If you touch a hot stove, you can expect to get burned. It’s obvious to us, but young children don’t know what to expect. Oftentimes, natural curiosity can lead to a painful first lesson about burns or scalds. According to the CDC, every day, over 300 children ages 0 to 19 receive emergency room treatment due to burning or scalding-related injuries. While older children are more likely to be burned by actual flames produced by things like matches, lighters, etc, younger kids and babies are most often treated for scald burns as a result of contact with steam or hot liquids. Here are some tips to keep your kids safe from scalds and burns:

  • Hot water is a leading cause of burn-related injuries in young children. You’ll want to make sure your water heater is set to about 120 degrees Fahrenheit or lower, with bath water at around 100 degrees. The default setting for water heaters can sometimes be in the 140 degree range, so you might have to alter the temperature if you haven’t modified it since installation. Test the water by dipping your elbow in; it should feel warm, but not hot. Always supervise your child when it’s bath time, and make sure they don’t touch the faucet.
  • Keep unused electrical outlets covered with safety caps. Make sure to replace any frayed or broken cords and wires, as these can be a fire hazard.
  • Keep hot beverages like tea and coffee away out of your child’s reach: off of low surfaces and in the center of tables or countertops.

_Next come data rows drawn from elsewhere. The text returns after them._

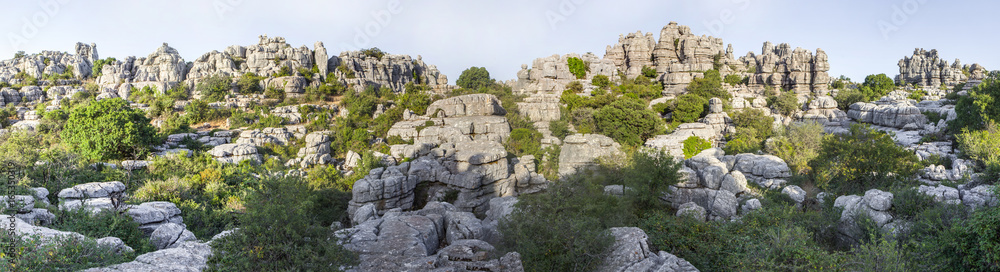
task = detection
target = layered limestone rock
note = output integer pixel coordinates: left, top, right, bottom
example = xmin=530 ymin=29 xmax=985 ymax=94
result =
xmin=644 ymin=98 xmax=732 ymax=159
xmin=601 ymin=227 xmax=700 ymax=272
xmin=798 ymin=96 xmax=849 ymax=133
xmin=895 ymin=48 xmax=976 ymax=87
xmin=665 ymin=149 xmax=747 ymax=221
xmin=834 ymin=189 xmax=901 ymax=245
xmin=97 ymin=43 xmax=188 ymax=94
xmin=336 ymin=202 xmax=524 ymax=271
xmin=235 ymin=127 xmax=295 ymax=146
xmin=2 ymin=214 xmax=134 ymax=254
xmin=332 ymin=51 xmax=450 ymax=94
xmin=719 ymin=153 xmax=793 ymax=190
xmin=243 ymin=35 xmax=314 ymax=77
xmin=510 ymin=53 xmax=617 ymax=94
xmin=516 ymin=93 xmax=561 ymax=122
xmin=847 ymin=100 xmax=927 ymax=130
xmin=387 ymin=94 xmax=511 ymax=145
xmin=558 ymin=134 xmax=624 ymax=177
xmin=738 ymin=42 xmax=830 ymax=96
xmin=208 ymin=143 xmax=262 ymax=164
xmin=288 ymin=131 xmax=333 ymax=168
xmin=0 ymin=42 xmax=96 ymax=84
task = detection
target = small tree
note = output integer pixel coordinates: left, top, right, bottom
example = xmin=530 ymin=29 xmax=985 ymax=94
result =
xmin=456 ymin=67 xmax=494 ymax=90
xmin=595 ymin=99 xmax=663 ymax=146
xmin=197 ymin=74 xmax=232 ymax=102
xmin=859 ymin=73 xmax=896 ymax=101
xmin=811 ymin=124 xmax=920 ymax=195
xmin=673 ymin=94 xmax=708 ymax=123
xmin=592 ymin=74 xmax=612 ymax=89
xmin=682 ymin=136 xmax=712 ymax=159
xmin=61 ymin=98 xmax=158 ymax=161
xmin=567 ymin=57 xmax=587 ymax=79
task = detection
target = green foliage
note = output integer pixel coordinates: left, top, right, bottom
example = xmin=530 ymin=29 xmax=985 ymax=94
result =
xmin=594 ymin=99 xmax=663 ymax=146
xmin=834 ymin=88 xmax=867 ymax=111
xmin=724 ymin=109 xmax=774 ymax=154
xmin=672 ymin=94 xmax=707 ymax=124
xmin=456 ymin=66 xmax=494 ymax=90
xmin=831 ymin=79 xmax=846 ymax=90
xmin=61 ymin=98 xmax=157 ymax=161
xmin=569 ymin=107 xmax=596 ymax=134
xmin=91 ymin=57 xmax=117 ymax=77
xmin=50 ymin=208 xmax=156 ymax=254
xmin=235 ymin=73 xmax=263 ymax=94
xmin=0 ymin=234 xmax=135 ymax=271
xmin=360 ymin=47 xmax=386 ymax=60
xmin=768 ymin=89 xmax=800 ymax=116
xmin=860 ymin=73 xmax=896 ymax=101
xmin=765 ymin=122 xmax=824 ymax=175
xmin=206 ymin=175 xmax=357 ymax=271
xmin=197 ymin=74 xmax=232 ymax=102
xmin=951 ymin=71 xmax=1000 ymax=132
xmin=909 ymin=88 xmax=928 ymax=101
xmin=687 ymin=69 xmax=730 ymax=100
xmin=337 ymin=64 xmax=355 ymax=79
xmin=498 ymin=173 xmax=632 ymax=272
xmin=723 ymin=73 xmax=745 ymax=86
xmin=567 ymin=57 xmax=588 ymax=79
xmin=891 ymin=188 xmax=937 ymax=221
xmin=810 ymin=124 xmax=920 ymax=195
xmin=591 ymin=74 xmax=611 ymax=89
xmin=682 ymin=136 xmax=711 ymax=159
xmin=549 ymin=119 xmax=571 ymax=141
xmin=641 ymin=66 xmax=657 ymax=78
xmin=185 ymin=99 xmax=228 ymax=123
xmin=399 ymin=83 xmax=433 ymax=115
xmin=956 ymin=122 xmax=1000 ymax=182
xmin=507 ymin=128 xmax=542 ymax=158
xmin=565 ymin=81 xmax=583 ymax=93
xmin=602 ymin=149 xmax=681 ymax=215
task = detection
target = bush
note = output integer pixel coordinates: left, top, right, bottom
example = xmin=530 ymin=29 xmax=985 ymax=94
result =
xmin=682 ymin=136 xmax=711 ymax=159
xmin=723 ymin=74 xmax=745 ymax=86
xmin=507 ymin=128 xmax=542 ymax=158
xmin=891 ymin=188 xmax=937 ymax=221
xmin=336 ymin=64 xmax=356 ymax=79
xmin=834 ymin=88 xmax=866 ymax=111
xmin=197 ymin=75 xmax=232 ymax=102
xmin=399 ymin=83 xmax=433 ymax=115
xmin=603 ymin=149 xmax=681 ymax=215
xmin=592 ymin=74 xmax=611 ymax=89
xmin=594 ymin=99 xmax=663 ymax=146
xmin=860 ymin=73 xmax=896 ymax=100
xmin=61 ymin=98 xmax=158 ymax=161
xmin=641 ymin=66 xmax=657 ymax=78
xmin=206 ymin=175 xmax=357 ymax=271
xmin=687 ymin=70 xmax=730 ymax=100
xmin=0 ymin=234 xmax=135 ymax=271
xmin=360 ymin=47 xmax=385 ymax=60
xmin=567 ymin=57 xmax=587 ymax=79
xmin=768 ymin=89 xmax=799 ymax=115
xmin=724 ymin=109 xmax=774 ymax=154
xmin=765 ymin=122 xmax=824 ymax=175
xmin=497 ymin=173 xmax=632 ymax=272
xmin=952 ymin=71 xmax=1000 ymax=132
xmin=235 ymin=73 xmax=263 ymax=94
xmin=264 ymin=87 xmax=284 ymax=100
xmin=672 ymin=94 xmax=707 ymax=124
xmin=956 ymin=121 xmax=1000 ymax=182
xmin=909 ymin=88 xmax=928 ymax=101
xmin=549 ymin=119 xmax=571 ymax=141
xmin=456 ymin=66 xmax=495 ymax=90
xmin=570 ymin=107 xmax=596 ymax=134
xmin=565 ymin=81 xmax=583 ymax=93
xmin=810 ymin=124 xmax=920 ymax=195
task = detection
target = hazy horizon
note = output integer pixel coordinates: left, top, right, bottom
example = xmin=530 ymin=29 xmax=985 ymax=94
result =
xmin=3 ymin=0 xmax=995 ymax=83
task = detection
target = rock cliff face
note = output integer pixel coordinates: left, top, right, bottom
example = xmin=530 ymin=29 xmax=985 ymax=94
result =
xmin=738 ymin=42 xmax=830 ymax=96
xmin=97 ymin=43 xmax=188 ymax=95
xmin=332 ymin=52 xmax=450 ymax=94
xmin=0 ymin=42 xmax=96 ymax=83
xmin=510 ymin=53 xmax=616 ymax=94
xmin=895 ymin=48 xmax=984 ymax=87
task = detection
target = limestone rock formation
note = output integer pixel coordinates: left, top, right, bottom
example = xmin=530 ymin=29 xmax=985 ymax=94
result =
xmin=601 ymin=227 xmax=700 ymax=272
xmin=0 ymin=42 xmax=96 ymax=84
xmin=738 ymin=42 xmax=830 ymax=95
xmin=57 ymin=181 xmax=127 ymax=212
xmin=799 ymin=96 xmax=849 ymax=133
xmin=847 ymin=100 xmax=927 ymax=130
xmin=515 ymin=93 xmax=561 ymax=122
xmin=895 ymin=48 xmax=975 ymax=87
xmin=332 ymin=51 xmax=450 ymax=94
xmin=558 ymin=134 xmax=623 ymax=177
xmin=510 ymin=53 xmax=617 ymax=94
xmin=665 ymin=149 xmax=753 ymax=220
xmin=288 ymin=131 xmax=333 ymax=168
xmin=208 ymin=143 xmax=262 ymax=164
xmin=97 ymin=43 xmax=187 ymax=94
xmin=388 ymin=94 xmax=511 ymax=145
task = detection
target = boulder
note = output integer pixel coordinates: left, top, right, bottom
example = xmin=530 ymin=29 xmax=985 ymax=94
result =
xmin=559 ymin=134 xmax=623 ymax=177
xmin=424 ymin=93 xmax=506 ymax=117
xmin=150 ymin=223 xmax=197 ymax=250
xmin=676 ymin=202 xmax=707 ymax=222
xmin=208 ymin=143 xmax=262 ymax=164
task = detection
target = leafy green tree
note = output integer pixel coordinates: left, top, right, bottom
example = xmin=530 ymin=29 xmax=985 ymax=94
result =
xmin=859 ymin=73 xmax=896 ymax=101
xmin=765 ymin=122 xmax=824 ymax=175
xmin=641 ymin=66 xmax=657 ymax=78
xmin=197 ymin=74 xmax=232 ymax=102
xmin=360 ymin=47 xmax=386 ymax=59
xmin=456 ymin=67 xmax=495 ymax=90
xmin=952 ymin=71 xmax=1000 ymax=132
xmin=235 ymin=73 xmax=263 ymax=94
xmin=549 ymin=119 xmax=571 ymax=140
xmin=724 ymin=109 xmax=775 ymax=154
xmin=61 ymin=98 xmax=158 ymax=160
xmin=834 ymin=88 xmax=866 ymax=110
xmin=507 ymin=128 xmax=542 ymax=158
xmin=956 ymin=121 xmax=1000 ymax=182
xmin=687 ymin=69 xmax=730 ymax=100
xmin=595 ymin=99 xmax=663 ymax=146
xmin=723 ymin=74 xmax=745 ymax=86
xmin=673 ymin=94 xmax=708 ymax=123
xmin=811 ymin=124 xmax=920 ymax=195
xmin=567 ymin=57 xmax=587 ymax=79
xmin=768 ymin=89 xmax=799 ymax=116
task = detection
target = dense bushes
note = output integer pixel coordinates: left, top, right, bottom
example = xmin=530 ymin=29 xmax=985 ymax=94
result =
xmin=834 ymin=88 xmax=866 ymax=111
xmin=91 ymin=57 xmax=117 ymax=77
xmin=768 ymin=88 xmax=800 ymax=115
xmin=61 ymin=98 xmax=158 ymax=161
xmin=0 ymin=234 xmax=134 ymax=271
xmin=765 ymin=121 xmax=824 ymax=175
xmin=952 ymin=71 xmax=1000 ymax=132
xmin=456 ymin=66 xmax=494 ymax=90
xmin=591 ymin=74 xmax=611 ymax=89
xmin=687 ymin=70 xmax=729 ymax=100
xmin=567 ymin=57 xmax=587 ymax=79
xmin=602 ymin=149 xmax=681 ymax=215
xmin=594 ymin=99 xmax=664 ymax=146
xmin=49 ymin=208 xmax=156 ymax=254
xmin=859 ymin=73 xmax=896 ymax=101
xmin=723 ymin=74 xmax=745 ymax=86
xmin=507 ymin=128 xmax=543 ymax=158
xmin=672 ymin=94 xmax=708 ymax=124
xmin=810 ymin=124 xmax=920 ymax=195
xmin=235 ymin=73 xmax=264 ymax=94
xmin=207 ymin=175 xmax=357 ymax=271
xmin=197 ymin=75 xmax=233 ymax=102
xmin=724 ymin=109 xmax=774 ymax=154
xmin=956 ymin=121 xmax=1000 ymax=182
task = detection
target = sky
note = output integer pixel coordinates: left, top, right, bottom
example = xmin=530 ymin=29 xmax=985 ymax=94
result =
xmin=1 ymin=0 xmax=996 ymax=83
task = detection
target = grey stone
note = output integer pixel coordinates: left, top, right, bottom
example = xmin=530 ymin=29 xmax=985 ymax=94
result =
xmin=782 ymin=185 xmax=807 ymax=203
xmin=863 ymin=189 xmax=894 ymax=211
xmin=676 ymin=202 xmax=706 ymax=222
xmin=150 ymin=223 xmax=197 ymax=250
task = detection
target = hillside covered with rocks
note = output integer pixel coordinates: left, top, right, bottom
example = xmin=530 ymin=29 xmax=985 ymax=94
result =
xmin=0 ymin=20 xmax=998 ymax=272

This can prevent burns from either an accidental spill or a taste test. Be wary of tablecloths or placemats, as kids can pull on them, which increases the risk of burning, as well as injuries from falling objects.

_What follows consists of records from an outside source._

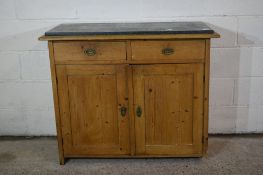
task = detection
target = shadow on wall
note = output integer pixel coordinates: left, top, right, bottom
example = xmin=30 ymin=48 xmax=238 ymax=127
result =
xmin=0 ymin=24 xmax=61 ymax=136
xmin=208 ymin=23 xmax=254 ymax=134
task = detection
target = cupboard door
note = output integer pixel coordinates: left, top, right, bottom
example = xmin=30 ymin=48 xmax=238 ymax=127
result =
xmin=133 ymin=64 xmax=203 ymax=156
xmin=56 ymin=65 xmax=130 ymax=156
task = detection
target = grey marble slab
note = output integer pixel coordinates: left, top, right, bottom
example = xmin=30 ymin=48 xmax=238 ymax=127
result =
xmin=45 ymin=22 xmax=214 ymax=36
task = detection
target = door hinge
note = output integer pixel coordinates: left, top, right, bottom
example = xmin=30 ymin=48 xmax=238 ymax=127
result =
xmin=203 ymin=75 xmax=206 ymax=83
xmin=202 ymin=136 xmax=204 ymax=143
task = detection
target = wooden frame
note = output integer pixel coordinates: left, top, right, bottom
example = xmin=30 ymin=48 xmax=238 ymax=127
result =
xmin=48 ymin=41 xmax=65 ymax=164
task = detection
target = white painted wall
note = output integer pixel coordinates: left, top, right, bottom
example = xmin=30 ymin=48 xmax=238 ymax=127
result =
xmin=0 ymin=0 xmax=263 ymax=135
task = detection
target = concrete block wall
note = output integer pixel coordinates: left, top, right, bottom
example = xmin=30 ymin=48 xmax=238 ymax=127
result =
xmin=0 ymin=0 xmax=262 ymax=135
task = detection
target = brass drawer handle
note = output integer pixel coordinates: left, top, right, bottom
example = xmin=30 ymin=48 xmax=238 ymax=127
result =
xmin=162 ymin=47 xmax=174 ymax=55
xmin=120 ymin=106 xmax=127 ymax=117
xmin=84 ymin=48 xmax=96 ymax=56
xmin=136 ymin=106 xmax=142 ymax=117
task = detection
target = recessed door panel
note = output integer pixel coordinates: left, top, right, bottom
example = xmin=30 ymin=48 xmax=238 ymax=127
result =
xmin=57 ymin=65 xmax=130 ymax=155
xmin=133 ymin=64 xmax=203 ymax=155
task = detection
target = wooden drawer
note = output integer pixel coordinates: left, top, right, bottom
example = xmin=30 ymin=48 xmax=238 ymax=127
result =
xmin=131 ymin=40 xmax=205 ymax=61
xmin=53 ymin=41 xmax=126 ymax=63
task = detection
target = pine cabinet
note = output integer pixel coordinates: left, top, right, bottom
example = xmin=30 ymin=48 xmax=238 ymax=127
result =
xmin=40 ymin=22 xmax=219 ymax=164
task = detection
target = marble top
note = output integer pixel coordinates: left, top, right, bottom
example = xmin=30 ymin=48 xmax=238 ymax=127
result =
xmin=45 ymin=22 xmax=214 ymax=36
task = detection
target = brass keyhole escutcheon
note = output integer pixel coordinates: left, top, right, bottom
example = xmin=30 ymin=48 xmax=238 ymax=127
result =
xmin=120 ymin=106 xmax=127 ymax=117
xmin=136 ymin=106 xmax=142 ymax=117
xmin=84 ymin=48 xmax=96 ymax=56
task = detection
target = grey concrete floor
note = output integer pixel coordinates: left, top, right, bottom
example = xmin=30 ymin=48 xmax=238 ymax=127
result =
xmin=0 ymin=135 xmax=262 ymax=175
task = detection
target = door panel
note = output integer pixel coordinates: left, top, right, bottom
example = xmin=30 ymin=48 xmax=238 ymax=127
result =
xmin=57 ymin=65 xmax=130 ymax=155
xmin=68 ymin=75 xmax=119 ymax=147
xmin=133 ymin=64 xmax=203 ymax=155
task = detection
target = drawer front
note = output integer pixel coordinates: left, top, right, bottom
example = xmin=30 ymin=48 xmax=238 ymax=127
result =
xmin=131 ymin=40 xmax=205 ymax=61
xmin=54 ymin=41 xmax=126 ymax=63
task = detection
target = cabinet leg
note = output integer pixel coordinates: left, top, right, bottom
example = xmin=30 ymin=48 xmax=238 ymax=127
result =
xmin=59 ymin=157 xmax=65 ymax=165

  • Of course, make sure any food you’re giving your children isn’t too hot to eat. If it’s too hot for you, it’s definitely too hot for them; be cautious of anything that’s been microwaved, as this can cause an unevenness in temperature.
  • In general, a child’s skin is thinner and more susceptible to burns than an adult’s; something that might not faze an adult or only cause minimal pain can still lead to moderate or severe pain in a child.

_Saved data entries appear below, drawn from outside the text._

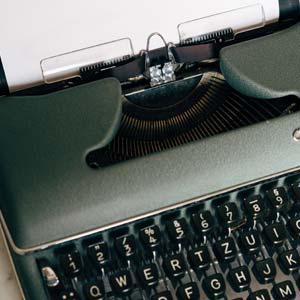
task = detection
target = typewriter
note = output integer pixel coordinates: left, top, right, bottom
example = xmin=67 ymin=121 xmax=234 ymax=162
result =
xmin=1 ymin=0 xmax=300 ymax=299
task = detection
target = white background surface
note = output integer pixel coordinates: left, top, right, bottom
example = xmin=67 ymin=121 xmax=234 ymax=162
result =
xmin=0 ymin=228 xmax=22 ymax=300
xmin=0 ymin=0 xmax=279 ymax=92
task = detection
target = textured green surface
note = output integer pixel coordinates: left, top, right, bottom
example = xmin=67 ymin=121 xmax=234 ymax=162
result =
xmin=1 ymin=72 xmax=300 ymax=252
xmin=220 ymin=23 xmax=300 ymax=99
xmin=5 ymin=110 xmax=300 ymax=300
xmin=0 ymin=78 xmax=122 ymax=249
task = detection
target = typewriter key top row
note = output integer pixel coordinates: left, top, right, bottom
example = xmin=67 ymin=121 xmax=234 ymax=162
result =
xmin=244 ymin=195 xmax=267 ymax=219
xmin=191 ymin=210 xmax=214 ymax=235
xmin=87 ymin=242 xmax=110 ymax=267
xmin=140 ymin=225 xmax=161 ymax=251
xmin=115 ymin=235 xmax=137 ymax=259
xmin=39 ymin=176 xmax=300 ymax=300
xmin=60 ymin=251 xmax=82 ymax=278
xmin=217 ymin=202 xmax=240 ymax=227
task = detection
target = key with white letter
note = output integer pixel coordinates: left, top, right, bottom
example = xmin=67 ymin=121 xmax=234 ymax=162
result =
xmin=109 ymin=270 xmax=133 ymax=297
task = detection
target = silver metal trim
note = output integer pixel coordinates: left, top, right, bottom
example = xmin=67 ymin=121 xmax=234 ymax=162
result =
xmin=1 ymin=165 xmax=300 ymax=256
xmin=40 ymin=37 xmax=134 ymax=84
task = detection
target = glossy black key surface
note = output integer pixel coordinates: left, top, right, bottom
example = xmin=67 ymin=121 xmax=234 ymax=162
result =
xmin=115 ymin=235 xmax=137 ymax=260
xmin=292 ymin=181 xmax=300 ymax=199
xmin=87 ymin=242 xmax=109 ymax=267
xmin=140 ymin=225 xmax=161 ymax=251
xmin=253 ymin=258 xmax=276 ymax=284
xmin=176 ymin=282 xmax=200 ymax=300
xmin=264 ymin=222 xmax=287 ymax=247
xmin=83 ymin=280 xmax=105 ymax=300
xmin=110 ymin=270 xmax=133 ymax=297
xmin=60 ymin=251 xmax=82 ymax=278
xmin=138 ymin=263 xmax=159 ymax=288
xmin=272 ymin=280 xmax=296 ymax=300
xmin=266 ymin=187 xmax=289 ymax=212
xmin=217 ymin=202 xmax=240 ymax=227
xmin=239 ymin=230 xmax=261 ymax=254
xmin=152 ymin=291 xmax=173 ymax=300
xmin=191 ymin=210 xmax=214 ymax=235
xmin=244 ymin=195 xmax=267 ymax=219
xmin=59 ymin=289 xmax=79 ymax=300
xmin=214 ymin=237 xmax=237 ymax=263
xmin=188 ymin=245 xmax=211 ymax=271
xmin=287 ymin=216 xmax=300 ymax=241
xmin=247 ymin=289 xmax=271 ymax=300
xmin=166 ymin=218 xmax=189 ymax=244
xmin=278 ymin=249 xmax=300 ymax=274
xmin=163 ymin=253 xmax=187 ymax=280
xmin=228 ymin=266 xmax=251 ymax=292
xmin=202 ymin=273 xmax=226 ymax=300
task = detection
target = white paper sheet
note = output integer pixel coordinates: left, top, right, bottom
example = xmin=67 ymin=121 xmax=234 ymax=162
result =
xmin=0 ymin=0 xmax=279 ymax=92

  • Keep matches and lighters out of reach and try to avoid brightly colored or novelty lighters that can be mistaken for toys.
  • When using the stove, try to use the back burners, and always keep handles turned inwards, away from any curious hands.
  • Make sure that devices like clothes irons and curling irons are out of reach and remember to unplug and store them away after use.
  • When the sun is shining, check your children’s car seats before putting them in for any hot straps or buckles.
  • As soon as kids are able to understand, teach them about areas that are off limits and what appliances can pose a threat to them if misused. Things like fireplaces, stoves, radiators, and space heaters should be taught as “do not touch” areas; if possible, keep these things blocked off/inaccessible when young children are around, and always make sure your child is supervised.

In the event of a burn:

  • Get your child to a calm, safe area if they aren’t in one already.
  • If there’s any clothing covering or getting in the way of the burned area, remove it.
  • Avoid using ice; instead, expose the injured area to cool running water for at least five minutes, preferably longer.
  • If the afflicted area is an arm or leg, if possible, keep it raised in order to prevent swelling.
  • Call your child’s pediatrician; they may recommend an ointment or cream to use in some cases.
  • Keep an eye on the injury in the following days; look out for signs of infection.
  • In the event of moderate to severe burns, call 911 immediately.